The shock discharged.
Ruhaan's body jerked once. Nothing.
Again — "Clear!"
The second jolt.
A pause. The machine beeped, once… twice…
"Still flat," someone muttered.
For the first time, her jaw tightened. Her eyes — normally unreadable — flickered with something raw. She leaned down, whispering almost under her breath,
"Don't you dare, Ruhaan. Not you. Not like this."
She pressed again. One, two, three—
Then a gasp.
Barely audible at first — then stronger, desperate, alive.
His chest rose.

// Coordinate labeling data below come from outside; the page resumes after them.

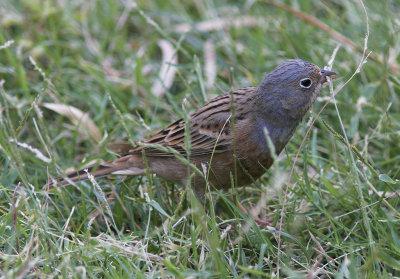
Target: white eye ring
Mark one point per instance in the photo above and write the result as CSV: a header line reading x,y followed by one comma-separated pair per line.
x,y
306,83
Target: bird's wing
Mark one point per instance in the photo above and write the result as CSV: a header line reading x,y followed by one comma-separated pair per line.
x,y
210,130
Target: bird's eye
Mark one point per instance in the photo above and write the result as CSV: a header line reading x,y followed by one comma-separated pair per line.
x,y
306,83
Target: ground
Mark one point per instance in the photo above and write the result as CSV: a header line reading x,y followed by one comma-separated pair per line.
x,y
77,75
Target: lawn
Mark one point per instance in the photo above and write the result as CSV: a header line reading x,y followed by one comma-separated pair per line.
x,y
76,75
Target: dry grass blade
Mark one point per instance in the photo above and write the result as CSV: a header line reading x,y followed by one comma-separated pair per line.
x,y
81,119
221,23
167,71
210,64
334,34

His body convulsed,
coughing.
A collective cry tore from the field.
"He's breathing! He's breathing!"
Aadhya froze, just for a moment, as if afraid to believe it. Her eyes widened — that perfect composure cracking for the briefest heartbeat.
Ruhaan sat up slowly, chest heaving, eyes wet. "I'm back, sister."
The word cracked through the stadium like thunder.
Reyaan's mind reeled — sister?
He turned, staring at her as the world around him blurred. The roaring crowd, the flashing cameras, the chaos none of it mattered.All he could see was her, the calm after a storm, her eyes still dark with battle, her lips trembling despite her attempt to remain cold
For the first time, he saw the woman behind the legend.And something inside him, something long dormant, stirred awake.
Something inside her broke, the walls she built between logic and emotion cracking under the weight of relief.
Aadhya exhaled, the crack in her voice barely audible. "Welcome back, idiot."
The circle of her doctors laughed through tears. The commentators couldn't even speak. The crowd erupted, not with the roar of victory, but the sound of ten thousand hearts remembering how to beat again.
Reyaan didn't move until she turned her head slightly just enough for her eyes to brush his.Cold. Clear. Unreadable.
And then she looked away.
In that instant, Reyaan Rathore, the man the world called unshakeable, stood utterly still. Because now he knew one truth with unsettling clarity:
He would never forget the sight of her standing between life and death, victorious.